Flabbergasted, I tried another line of attack. "Wait, this is a public school; a government school, answerable to the Party. Don't they get reprimanded if X number of students don't pass?"
The agent shook her head. "It's different at government schools. The teachers all have what you call 'tenure,' and also, your principal is a Party member."
Something still wasn't adding up in my head. "Okay, even if I was on-board with that, how did the school let it get to this point? I mean, this didn't come up in a single year. These kids have been fed low standards year after year, every year of their lives. The school has built this situation, from the ground up."
The agent, by this time, was giving me a "why don't you get this" stare. "You're right. I told you, they're poor. They come from poor families. This school is built for the poor, and they don't need to go to university. They just need to know how to follow instructions. That's what this school is for: to teach future laborers patriotic skills (2) and how to follow instructions."
There were a few moments of silence as she waited for me to respond. When I was too stunned to do so, she went on. "Pat, you can try to push them if you want. You're not hurting anything. The school is not that worried because really, the foreign teacher's class is an extra. You know that. Your class is not even part of their grade. But really, the only thing you're going to do is stress yourself out, and the students too. I mean... well, you'll be happier if you just give an easy lesson that they all feel good about. It doesn't matter if they learn English, because they'll never need it, since they'll never interact with foreigners."

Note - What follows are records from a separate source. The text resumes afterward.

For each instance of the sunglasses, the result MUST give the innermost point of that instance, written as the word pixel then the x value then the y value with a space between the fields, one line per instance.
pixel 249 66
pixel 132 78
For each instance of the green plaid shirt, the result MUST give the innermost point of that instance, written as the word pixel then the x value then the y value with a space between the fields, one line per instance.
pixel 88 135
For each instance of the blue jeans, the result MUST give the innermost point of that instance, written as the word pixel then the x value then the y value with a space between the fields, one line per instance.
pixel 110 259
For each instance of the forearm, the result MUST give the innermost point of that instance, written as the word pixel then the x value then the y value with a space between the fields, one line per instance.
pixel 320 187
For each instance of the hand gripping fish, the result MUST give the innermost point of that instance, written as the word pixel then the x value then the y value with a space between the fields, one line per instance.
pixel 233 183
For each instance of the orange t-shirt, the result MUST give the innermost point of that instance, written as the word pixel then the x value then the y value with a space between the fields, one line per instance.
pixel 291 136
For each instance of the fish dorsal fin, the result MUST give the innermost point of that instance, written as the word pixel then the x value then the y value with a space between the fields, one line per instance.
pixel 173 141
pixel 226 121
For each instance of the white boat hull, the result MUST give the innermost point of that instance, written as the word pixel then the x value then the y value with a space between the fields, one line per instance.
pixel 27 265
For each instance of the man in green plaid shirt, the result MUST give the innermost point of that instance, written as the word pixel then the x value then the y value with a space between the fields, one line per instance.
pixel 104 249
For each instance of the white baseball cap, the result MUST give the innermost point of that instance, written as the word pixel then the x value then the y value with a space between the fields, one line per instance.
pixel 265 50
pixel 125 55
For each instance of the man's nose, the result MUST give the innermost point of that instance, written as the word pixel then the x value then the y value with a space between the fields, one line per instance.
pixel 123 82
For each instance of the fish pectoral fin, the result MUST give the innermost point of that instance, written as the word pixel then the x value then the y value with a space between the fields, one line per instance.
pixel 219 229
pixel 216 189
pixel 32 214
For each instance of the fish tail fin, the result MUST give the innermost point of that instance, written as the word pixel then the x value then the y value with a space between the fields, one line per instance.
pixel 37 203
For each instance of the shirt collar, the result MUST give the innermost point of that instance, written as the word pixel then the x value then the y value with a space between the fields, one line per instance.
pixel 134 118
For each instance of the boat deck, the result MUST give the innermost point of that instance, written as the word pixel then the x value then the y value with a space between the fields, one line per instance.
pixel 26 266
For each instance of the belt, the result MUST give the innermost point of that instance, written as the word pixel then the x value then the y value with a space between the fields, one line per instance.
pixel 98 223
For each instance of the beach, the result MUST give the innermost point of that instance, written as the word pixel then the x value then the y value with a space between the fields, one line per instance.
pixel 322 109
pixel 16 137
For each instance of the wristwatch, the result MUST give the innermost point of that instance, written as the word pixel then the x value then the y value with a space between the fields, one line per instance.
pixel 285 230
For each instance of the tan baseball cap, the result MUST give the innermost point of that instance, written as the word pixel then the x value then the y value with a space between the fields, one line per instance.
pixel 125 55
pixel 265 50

Maybe the agent is right. Maybe I should just say "not my kids, not my future, not my problem." After all, it's not like I have any great stake in China's future. Lord knows I have no great love for this country, no emotional incentive to see it rise out of the pit they have spent every year since the Hwongwu Emperor took the throne, systematically digging for themselves. In fact, with my family growing up in a country that is threatened by China, I should rejoice at it, knowing "well, my children will not have much to worry about because their competition over here in China is as dumb as bricks."
Why should I care if China has a caste system built into their education system?
Why should I care if China can casually consign entire generations to a life of destitution, for the crime of having been born to parents who lived in destitution?
Why should I care if the country I hate proves itself to be as evil and twisted as I write this blog to show it to be?
...Because I am a teacher. My students' futures are my profession, and "dragonslayer" though I may be, I've never quite learned how to not give a damn about my students.
...Though it seems that's what is expected of me now.
(1) Pat is not actually my name, but since I'm writing a blog that's highly critical of China, in China, it's not safe to use my actual name, or the name of my school.
(2) "Patriotic skills" is a euphemism China uses for "Party allegiance training," coated in a heavy layer of anti-foreign sentiment.
Works Cited
Jun Fang, Philip. "Opinion: One Test Labels 30 Million Students as Failures. That Should Change." Caixin. 2 Sep, 2018. Web, 6 Nov, 2018.
https://www.caixinglobal.com/2018-09-03/opinion-one-test-labels-30-million-students-as-failures-that-should-change-101321783.html
Roberts, Dexter. "China Exam System Drives Student Suicides." Bloomberg. 15 May, 2014. Web, 6 Nov, 2018.